By Michelle Werts

National champion tuliptree yellow-poplar during the winter
National champion tuliptree yellow-poplar during the winter. Credit: Sheri Shannon/American Forests

The national champion tuliptree yellow-poplar (Liriodendron tulipifera) in Chesapeake, Va., stands at 115 feet in height, with a trunk that is almost 30 feet around. All of which makes it pretty impressive, but maybe even more impressive is that its lineage could possibly date back to the Early Cretaceous period, meaning its ancestors shaded the dinosaurs!

In a new study published in American Journal of Botany, co-authors Dr. David Dilcher and Dr. Mikhail S. Romanov posit that the modern-day tuliptree descends from a plant named Archaeanthus and not the magnolia, as commonly thought. Using advanced technologies of light, scanning electron and polarizing microscopy, Drs. Dilcher and Romanov studied Archaeanthus fossil flowers and fruits first uncovered by Dr. Dilcher in 1975.

Artist's reconstruction of Archaeanthus
Artist’s reconstruction of Archaeanthus. Credit: Dr. David Dilcher

“We discovered features of the fruits and seeds, not previously detailed, that were more similar to those of the tuliptree line of evolution than to the magnolias,” Dr. Dilcher says in Indiana University’s press release on the study. “Thus, the beautiful tuliptree has a lineage that extends back to the age of the dinosaurs. It has a long, independent history separate from the magnolias and should be recognized as its own flowering plant family.”
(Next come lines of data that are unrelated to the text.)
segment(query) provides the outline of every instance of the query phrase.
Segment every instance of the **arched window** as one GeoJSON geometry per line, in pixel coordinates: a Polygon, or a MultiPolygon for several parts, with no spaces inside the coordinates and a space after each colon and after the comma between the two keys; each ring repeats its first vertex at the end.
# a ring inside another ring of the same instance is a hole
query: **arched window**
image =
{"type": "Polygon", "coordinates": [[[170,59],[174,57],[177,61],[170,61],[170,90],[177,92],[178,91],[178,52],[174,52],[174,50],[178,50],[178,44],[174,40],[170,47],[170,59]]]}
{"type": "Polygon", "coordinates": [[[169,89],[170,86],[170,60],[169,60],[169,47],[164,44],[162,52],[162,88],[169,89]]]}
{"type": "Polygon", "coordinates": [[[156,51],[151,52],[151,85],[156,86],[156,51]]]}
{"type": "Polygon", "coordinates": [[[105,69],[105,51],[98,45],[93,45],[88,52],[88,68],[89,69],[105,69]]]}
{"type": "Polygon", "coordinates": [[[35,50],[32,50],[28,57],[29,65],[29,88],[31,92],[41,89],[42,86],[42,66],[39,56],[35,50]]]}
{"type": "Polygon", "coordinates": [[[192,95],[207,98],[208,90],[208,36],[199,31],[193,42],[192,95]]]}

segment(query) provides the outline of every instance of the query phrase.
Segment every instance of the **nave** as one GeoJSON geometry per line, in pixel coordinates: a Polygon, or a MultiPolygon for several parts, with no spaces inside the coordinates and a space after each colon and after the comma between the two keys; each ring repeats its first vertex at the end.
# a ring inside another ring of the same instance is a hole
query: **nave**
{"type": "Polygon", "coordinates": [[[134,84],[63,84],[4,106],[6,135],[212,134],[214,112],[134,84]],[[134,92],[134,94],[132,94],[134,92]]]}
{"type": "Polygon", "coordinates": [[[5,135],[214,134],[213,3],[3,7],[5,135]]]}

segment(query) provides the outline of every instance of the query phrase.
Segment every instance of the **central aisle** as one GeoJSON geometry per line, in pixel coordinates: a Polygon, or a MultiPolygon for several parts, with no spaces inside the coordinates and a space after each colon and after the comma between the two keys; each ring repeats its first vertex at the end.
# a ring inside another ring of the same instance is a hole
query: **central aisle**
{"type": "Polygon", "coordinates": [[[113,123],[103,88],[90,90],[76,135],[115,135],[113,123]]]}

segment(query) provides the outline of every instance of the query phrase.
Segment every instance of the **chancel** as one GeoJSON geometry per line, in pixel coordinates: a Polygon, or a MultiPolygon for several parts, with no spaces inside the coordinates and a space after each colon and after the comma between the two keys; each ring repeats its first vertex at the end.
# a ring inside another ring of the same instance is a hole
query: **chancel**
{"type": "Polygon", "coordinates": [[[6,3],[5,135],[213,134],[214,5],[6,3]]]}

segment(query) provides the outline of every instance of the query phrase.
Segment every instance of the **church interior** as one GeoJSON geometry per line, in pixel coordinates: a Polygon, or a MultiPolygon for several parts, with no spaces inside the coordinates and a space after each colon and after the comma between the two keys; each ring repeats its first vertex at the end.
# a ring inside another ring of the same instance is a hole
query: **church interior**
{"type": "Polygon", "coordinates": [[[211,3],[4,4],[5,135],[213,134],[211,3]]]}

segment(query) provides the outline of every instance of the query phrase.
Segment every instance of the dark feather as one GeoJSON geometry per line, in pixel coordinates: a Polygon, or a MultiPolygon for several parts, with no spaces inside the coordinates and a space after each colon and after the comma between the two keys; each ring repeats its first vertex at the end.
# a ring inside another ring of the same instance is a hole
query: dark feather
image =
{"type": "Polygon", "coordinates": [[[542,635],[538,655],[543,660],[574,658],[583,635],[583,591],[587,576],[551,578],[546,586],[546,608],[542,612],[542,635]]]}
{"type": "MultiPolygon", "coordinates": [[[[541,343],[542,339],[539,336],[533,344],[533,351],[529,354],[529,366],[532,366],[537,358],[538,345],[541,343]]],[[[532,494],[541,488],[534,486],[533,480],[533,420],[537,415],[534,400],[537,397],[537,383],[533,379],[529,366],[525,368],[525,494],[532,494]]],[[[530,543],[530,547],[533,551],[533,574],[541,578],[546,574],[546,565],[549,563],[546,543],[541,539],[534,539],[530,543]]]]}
Time will tell if the tuliptree remains in the magnolia family, as it is at present, or if this new research leads to a redefinition, but one thing is very clear: Tuliptree can grow to enormous heights, as evidenced by our national champion. But will the Virginia tree remain the national champion? All will be revealed with the release of the Fall 2013 National Register of Big Trees on October 4.